The irony is that with the development of so-called wonder drugs people now expect medicine to provide a cure for any ailment; no affliction seemed beyond medical and pharmaceutical intervention. Thus the pharmaceutical industry is ready with a range of approved (?)  field trails and persuasive arguments aimed not necessarily at medical professionals, but increasingly directly at the public. However, Sheryl Torr-Brown offers a useful perspective from 20 years experience in the industry. “I think [medicalizatio] is probably neither a good nor bad thing but somewhere in between,” she told Sciencebase, “If there is genuine reason to believe that the quality of life can be improved by the medicalization (and thus potentially treatment) of a previously latent condition, then it can be good.”< http://www.sciencebase.com/science-blog/disease-mongering-and-medicalization.html>.

Re: The medicalisation of human experience

posted at 16/3/2010 10:38 AM GMT on bmj.com
Posts: 19
First: 23/7/2009
Last: 22/10/2010

Addiction is an interesting example.
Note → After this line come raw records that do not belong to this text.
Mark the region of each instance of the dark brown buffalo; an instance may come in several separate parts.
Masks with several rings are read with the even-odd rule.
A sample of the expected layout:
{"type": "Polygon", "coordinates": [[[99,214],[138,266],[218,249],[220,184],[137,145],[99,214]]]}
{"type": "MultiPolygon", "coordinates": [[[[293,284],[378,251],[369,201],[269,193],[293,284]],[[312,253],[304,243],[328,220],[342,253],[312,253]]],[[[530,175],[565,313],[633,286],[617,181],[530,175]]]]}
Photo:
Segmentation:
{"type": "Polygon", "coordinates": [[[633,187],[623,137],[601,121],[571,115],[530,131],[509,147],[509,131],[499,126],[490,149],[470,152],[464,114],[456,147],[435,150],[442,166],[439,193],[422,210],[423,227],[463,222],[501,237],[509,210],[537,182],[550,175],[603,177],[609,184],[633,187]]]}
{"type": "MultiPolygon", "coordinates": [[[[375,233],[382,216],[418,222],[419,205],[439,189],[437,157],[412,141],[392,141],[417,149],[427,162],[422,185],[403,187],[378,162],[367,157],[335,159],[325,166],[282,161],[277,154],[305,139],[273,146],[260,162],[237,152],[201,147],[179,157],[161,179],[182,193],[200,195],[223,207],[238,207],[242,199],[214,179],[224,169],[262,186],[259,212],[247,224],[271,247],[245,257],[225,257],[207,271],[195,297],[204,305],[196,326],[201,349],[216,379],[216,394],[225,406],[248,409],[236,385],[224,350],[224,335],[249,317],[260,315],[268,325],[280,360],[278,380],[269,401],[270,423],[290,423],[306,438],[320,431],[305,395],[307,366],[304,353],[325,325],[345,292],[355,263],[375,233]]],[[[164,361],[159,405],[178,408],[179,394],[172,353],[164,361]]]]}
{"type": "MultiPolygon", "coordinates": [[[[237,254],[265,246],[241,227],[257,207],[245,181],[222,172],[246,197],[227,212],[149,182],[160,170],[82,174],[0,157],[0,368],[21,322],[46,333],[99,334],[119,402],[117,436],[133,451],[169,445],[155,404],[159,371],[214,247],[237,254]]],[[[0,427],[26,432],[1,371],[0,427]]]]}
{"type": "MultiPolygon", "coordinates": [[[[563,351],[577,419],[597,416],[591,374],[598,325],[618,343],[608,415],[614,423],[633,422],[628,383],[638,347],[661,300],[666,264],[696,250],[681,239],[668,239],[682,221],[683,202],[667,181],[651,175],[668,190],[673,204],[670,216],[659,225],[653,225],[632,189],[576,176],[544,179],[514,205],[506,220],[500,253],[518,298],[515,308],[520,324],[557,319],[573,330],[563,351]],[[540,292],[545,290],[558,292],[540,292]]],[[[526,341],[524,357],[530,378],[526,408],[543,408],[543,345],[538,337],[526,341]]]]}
It raises the question of what is happening when a doctor makes a diagnosis. Is the word addiction merely another way of describing behaviour, or is it pointing to an underlying condition or disorder that gives rise to behaviour? Sex, if done right, is ordinarily considered one of life’s deep pleasures, and it is reasonable to expect that people will want more of it. As an instinctive drive it is also quite good at sidestepping our reasoning faculties – our passions can often make a fool of our better judgement. At what point then do we decide that ordinary human folly requires medical intervention? Just how dysfunctional does our behaviour have to be? And what is happening when we label a pattern of behaviour an addiction? The struggle between desire and reason ceases to be something that we all have to live and struggle with – and when we slip up, take responsibility for. Our inability to be guided by our better judgement becomes instead the expression of an underlying disorder for which we are not to blame. I am not sure these questions are solvable, but I think they should give us pause before we reach for the prescription pad.